De sprong
Margreth Westrek
Net zoals altijd stond ze op de rots. Over de zee turend en genietend van de wind die haar haren alle kanten uit liet vliegen. Soms ging ze op haar buik liggen om over de rand te kijken en ze zag de zee dan wild tegen de rotswand beuken. Ze kreeg de neiging naar beneden te springen, om meegenomen te worden door de golven naar onbekende gebieden. Maar die roekeloze gedachte schudde ze snel van zich af. Ze manoeuvreerde zich meestal in een kleermakerszit en vertelde de rots verhalen over zichzelf en over de reizen die ze ooit eens zou gaan maken. Ze hield van hem.
Soms, sprak ze, denk ik dat het leven geen zin heeft, maar dan kom ik hier en dan weet ik dat niets méer zin heeft dan het leven. De rots antwoordde niet en kon slechts stilzwijgend instemmen met wat ze zei. Voor haar was nu het moment gekomen hem het fantastische nieuws te vertellen. Ze zuchtte eens diep en de mond die normaal gesproken een glimlach droeg, veranderde in een smalle streep. Het moment van afscheid kwam akelig dichtbij. Een gevoel van onbehagen sloop haar hart binnen. Ze huiverde even en trok haar jas dichter om zich heen. Ze probeerde het nare gevoel af te schudden dat hij ook blij zou zijn voor haar, maar daar slaagde ze niet helemaal in. Enerzijds voelde ze zich dolgelukkig, maar anderzijds bleef er iets knagen.

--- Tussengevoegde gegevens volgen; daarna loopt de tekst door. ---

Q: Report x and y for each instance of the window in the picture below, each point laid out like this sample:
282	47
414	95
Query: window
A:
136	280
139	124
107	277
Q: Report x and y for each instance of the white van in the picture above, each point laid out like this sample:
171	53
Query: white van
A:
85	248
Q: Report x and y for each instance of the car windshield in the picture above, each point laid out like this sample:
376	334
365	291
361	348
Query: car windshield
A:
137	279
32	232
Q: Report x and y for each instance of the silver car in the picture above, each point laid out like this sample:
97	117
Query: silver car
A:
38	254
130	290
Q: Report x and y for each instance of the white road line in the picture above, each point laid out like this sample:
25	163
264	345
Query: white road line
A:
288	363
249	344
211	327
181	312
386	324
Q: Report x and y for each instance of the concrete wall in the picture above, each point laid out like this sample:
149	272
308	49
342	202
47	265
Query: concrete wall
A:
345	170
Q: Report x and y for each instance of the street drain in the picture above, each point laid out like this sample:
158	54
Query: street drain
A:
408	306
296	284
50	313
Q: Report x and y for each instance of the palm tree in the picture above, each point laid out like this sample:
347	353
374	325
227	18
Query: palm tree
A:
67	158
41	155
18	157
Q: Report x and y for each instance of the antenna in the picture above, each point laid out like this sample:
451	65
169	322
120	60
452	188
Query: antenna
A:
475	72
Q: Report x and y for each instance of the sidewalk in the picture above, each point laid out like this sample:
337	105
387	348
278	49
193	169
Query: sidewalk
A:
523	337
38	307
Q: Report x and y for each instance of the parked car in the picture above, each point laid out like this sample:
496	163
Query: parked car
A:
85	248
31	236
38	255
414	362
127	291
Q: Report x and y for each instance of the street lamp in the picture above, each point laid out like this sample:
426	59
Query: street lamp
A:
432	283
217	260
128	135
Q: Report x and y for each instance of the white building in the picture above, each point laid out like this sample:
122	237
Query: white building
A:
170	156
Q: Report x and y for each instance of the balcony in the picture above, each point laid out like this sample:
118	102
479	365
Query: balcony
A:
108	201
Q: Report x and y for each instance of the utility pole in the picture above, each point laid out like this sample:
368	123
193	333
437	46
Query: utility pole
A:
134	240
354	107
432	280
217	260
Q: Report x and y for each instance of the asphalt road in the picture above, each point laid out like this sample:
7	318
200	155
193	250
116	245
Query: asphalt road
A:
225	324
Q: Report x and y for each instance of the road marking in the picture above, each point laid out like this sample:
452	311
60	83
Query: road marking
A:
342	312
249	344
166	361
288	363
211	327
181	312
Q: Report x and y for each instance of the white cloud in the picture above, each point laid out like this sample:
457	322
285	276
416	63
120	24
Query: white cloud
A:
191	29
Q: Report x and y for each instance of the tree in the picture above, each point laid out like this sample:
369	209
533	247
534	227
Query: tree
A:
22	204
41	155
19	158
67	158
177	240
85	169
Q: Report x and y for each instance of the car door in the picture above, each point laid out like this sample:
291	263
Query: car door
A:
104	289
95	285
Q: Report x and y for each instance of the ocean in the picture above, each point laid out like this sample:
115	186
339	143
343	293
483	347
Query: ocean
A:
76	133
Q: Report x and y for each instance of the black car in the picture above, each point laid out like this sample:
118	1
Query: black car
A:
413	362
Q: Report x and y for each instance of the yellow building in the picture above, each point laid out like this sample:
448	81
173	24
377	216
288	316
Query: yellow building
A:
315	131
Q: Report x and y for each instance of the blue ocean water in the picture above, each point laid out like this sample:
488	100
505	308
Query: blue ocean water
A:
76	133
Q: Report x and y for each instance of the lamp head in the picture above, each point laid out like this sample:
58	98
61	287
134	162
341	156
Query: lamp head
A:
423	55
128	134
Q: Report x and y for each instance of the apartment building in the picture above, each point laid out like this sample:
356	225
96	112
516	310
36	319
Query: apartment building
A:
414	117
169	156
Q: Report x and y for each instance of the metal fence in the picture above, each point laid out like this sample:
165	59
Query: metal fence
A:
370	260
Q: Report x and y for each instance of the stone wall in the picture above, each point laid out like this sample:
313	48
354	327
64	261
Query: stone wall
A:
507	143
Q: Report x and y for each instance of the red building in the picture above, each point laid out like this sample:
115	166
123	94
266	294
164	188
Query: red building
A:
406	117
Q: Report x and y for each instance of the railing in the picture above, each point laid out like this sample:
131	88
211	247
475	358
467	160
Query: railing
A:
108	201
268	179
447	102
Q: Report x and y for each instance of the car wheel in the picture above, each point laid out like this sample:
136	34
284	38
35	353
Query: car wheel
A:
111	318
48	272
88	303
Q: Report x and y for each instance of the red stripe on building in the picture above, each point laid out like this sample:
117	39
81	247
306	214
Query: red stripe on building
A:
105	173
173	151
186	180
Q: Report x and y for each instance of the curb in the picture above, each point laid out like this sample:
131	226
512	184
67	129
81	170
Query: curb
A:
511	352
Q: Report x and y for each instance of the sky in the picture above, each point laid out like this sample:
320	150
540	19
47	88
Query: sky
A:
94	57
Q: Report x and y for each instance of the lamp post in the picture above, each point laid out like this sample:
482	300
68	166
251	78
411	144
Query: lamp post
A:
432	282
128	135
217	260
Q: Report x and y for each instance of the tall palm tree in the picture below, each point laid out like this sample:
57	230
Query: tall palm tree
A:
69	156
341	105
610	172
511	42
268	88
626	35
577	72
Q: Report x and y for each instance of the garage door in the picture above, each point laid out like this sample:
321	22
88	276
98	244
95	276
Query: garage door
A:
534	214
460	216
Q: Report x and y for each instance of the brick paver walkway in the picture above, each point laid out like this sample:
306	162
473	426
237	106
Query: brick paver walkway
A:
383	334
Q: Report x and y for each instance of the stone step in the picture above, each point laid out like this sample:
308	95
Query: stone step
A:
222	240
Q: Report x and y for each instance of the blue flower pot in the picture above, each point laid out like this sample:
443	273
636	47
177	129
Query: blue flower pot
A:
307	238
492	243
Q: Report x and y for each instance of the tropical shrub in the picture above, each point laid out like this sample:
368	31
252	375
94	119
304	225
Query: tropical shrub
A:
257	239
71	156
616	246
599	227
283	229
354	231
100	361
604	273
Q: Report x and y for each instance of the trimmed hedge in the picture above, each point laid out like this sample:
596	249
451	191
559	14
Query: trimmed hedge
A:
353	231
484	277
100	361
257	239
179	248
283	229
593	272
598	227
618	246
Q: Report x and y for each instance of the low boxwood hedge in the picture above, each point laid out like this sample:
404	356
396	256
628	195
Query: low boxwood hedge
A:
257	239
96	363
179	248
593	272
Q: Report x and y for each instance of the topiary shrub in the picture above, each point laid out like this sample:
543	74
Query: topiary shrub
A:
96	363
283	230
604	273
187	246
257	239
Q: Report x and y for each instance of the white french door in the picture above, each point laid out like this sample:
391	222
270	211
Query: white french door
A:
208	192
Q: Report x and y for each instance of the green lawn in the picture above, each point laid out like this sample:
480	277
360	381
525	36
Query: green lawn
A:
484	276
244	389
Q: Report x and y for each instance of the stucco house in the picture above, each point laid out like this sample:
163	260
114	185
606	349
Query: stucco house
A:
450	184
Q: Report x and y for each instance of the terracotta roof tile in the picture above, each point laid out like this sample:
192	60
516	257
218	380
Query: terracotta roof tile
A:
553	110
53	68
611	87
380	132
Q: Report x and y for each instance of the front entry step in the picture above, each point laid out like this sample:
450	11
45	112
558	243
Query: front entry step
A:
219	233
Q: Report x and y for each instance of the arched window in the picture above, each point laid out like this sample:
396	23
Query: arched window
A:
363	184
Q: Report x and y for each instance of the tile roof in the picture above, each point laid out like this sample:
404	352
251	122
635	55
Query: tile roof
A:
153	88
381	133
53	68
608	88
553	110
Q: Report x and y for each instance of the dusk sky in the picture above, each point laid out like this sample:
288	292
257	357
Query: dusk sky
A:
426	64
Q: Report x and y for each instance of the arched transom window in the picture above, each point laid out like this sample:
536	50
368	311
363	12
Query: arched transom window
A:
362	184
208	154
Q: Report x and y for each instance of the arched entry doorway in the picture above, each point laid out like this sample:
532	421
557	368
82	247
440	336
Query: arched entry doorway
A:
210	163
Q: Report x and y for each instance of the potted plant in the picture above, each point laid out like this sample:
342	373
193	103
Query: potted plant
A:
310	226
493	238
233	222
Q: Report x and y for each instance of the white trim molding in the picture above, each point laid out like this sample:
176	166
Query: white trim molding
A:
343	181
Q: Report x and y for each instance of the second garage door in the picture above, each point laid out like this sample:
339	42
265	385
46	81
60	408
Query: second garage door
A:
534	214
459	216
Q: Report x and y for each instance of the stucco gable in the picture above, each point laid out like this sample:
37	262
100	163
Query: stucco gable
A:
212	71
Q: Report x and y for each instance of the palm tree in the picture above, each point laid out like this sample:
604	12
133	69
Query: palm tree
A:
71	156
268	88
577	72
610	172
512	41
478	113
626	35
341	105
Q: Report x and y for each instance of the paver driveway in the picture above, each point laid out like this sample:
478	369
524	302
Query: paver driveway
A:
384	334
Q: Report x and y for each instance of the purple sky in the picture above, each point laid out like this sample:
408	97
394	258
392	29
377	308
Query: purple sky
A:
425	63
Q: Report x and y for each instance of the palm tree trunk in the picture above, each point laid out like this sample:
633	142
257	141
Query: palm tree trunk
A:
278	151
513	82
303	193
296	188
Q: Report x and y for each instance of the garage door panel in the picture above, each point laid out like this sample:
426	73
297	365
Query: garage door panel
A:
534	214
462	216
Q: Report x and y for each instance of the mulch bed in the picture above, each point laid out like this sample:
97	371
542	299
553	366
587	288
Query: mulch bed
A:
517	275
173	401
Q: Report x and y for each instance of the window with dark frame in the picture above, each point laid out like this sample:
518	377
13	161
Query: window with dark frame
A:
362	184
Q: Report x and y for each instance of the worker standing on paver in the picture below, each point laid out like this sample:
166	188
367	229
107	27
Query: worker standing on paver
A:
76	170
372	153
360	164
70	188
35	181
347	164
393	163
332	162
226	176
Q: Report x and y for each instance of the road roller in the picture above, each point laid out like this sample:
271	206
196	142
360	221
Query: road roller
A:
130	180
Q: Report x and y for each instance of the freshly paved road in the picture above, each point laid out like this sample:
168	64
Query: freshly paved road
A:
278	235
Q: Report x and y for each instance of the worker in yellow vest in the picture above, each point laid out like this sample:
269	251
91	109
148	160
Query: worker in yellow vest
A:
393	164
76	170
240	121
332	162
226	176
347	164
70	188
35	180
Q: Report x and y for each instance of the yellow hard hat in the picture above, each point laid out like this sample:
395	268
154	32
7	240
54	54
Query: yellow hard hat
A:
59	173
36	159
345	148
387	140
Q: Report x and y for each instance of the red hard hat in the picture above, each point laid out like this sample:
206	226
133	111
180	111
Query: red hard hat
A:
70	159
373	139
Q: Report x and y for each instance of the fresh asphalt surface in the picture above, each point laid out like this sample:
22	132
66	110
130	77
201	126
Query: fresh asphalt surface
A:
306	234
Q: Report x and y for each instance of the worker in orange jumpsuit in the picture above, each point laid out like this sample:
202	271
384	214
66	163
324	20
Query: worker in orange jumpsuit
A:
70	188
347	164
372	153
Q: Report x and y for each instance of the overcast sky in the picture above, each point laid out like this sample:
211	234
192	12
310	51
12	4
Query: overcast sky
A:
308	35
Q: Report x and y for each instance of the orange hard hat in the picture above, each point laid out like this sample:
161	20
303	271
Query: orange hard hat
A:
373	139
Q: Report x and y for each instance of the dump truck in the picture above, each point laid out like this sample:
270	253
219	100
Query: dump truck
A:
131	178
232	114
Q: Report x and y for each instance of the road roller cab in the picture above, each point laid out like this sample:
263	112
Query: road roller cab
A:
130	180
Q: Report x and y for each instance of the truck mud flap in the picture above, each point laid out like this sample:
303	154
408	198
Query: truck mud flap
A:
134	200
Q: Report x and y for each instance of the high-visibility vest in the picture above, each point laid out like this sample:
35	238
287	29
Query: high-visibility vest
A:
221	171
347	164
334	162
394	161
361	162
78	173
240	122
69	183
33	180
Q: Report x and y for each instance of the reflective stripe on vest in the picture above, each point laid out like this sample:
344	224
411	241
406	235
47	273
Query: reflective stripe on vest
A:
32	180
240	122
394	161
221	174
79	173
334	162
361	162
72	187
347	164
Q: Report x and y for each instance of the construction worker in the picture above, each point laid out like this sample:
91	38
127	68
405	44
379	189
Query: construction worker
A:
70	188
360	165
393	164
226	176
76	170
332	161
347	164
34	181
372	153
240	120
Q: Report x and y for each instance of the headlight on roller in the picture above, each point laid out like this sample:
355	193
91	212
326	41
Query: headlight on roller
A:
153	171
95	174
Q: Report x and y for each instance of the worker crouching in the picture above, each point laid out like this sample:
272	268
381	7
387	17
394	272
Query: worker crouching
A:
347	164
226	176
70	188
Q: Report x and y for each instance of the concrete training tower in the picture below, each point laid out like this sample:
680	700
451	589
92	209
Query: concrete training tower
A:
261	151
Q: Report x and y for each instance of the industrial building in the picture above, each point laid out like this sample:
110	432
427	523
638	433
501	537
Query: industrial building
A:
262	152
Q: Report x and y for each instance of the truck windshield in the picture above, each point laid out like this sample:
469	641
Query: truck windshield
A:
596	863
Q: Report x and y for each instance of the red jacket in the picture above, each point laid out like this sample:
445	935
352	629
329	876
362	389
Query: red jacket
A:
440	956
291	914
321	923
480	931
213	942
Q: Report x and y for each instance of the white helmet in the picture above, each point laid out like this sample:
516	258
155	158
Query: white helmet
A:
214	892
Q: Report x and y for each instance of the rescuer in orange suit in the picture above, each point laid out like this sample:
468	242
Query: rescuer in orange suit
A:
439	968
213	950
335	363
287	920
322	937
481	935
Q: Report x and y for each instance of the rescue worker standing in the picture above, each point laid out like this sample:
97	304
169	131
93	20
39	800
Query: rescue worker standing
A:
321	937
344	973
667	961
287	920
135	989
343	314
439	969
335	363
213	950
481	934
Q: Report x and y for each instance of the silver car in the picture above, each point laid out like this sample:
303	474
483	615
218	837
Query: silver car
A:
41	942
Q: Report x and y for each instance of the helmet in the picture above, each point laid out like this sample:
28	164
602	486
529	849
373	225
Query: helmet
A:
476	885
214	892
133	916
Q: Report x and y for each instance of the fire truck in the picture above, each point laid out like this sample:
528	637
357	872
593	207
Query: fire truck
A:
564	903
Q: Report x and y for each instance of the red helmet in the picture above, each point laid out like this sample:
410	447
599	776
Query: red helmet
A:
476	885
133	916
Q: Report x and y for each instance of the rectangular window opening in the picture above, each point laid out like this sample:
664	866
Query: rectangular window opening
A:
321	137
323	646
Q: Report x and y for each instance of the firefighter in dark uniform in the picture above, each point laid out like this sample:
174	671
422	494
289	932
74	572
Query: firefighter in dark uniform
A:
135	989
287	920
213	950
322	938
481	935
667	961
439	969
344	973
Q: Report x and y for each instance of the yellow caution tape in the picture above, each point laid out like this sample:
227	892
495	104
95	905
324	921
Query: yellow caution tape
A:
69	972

Weet je, zei ze met een wat onvaste stem, in de tijden dat ik me rot en alleen voelde, was jij er en daar ben ik je heel dankbaar voor. Nooit was je te druk met iets anders, nooit keerde je me de rug toe. Verdomme, dacht ze, het leek wel of ze zich stond te verantwoorden om het feit dat ze weg ging. Het is maar een stuk steen. Ze schrok van die gedachte en schudde wild met haar hoofd om haar te doen verdwijnen. Hoe kon ze zoiets denken, en ze wreef met haar hand over de harde huid van de rots. Je weet van mijn dromen ooit eens ver van hier te gaan.
Ze balde haar vuisten. Ze zijn uitgekomen, schreeuwde ze. Het gevoel van geluk was verdwenen. Het afscheid viel haar zwaar.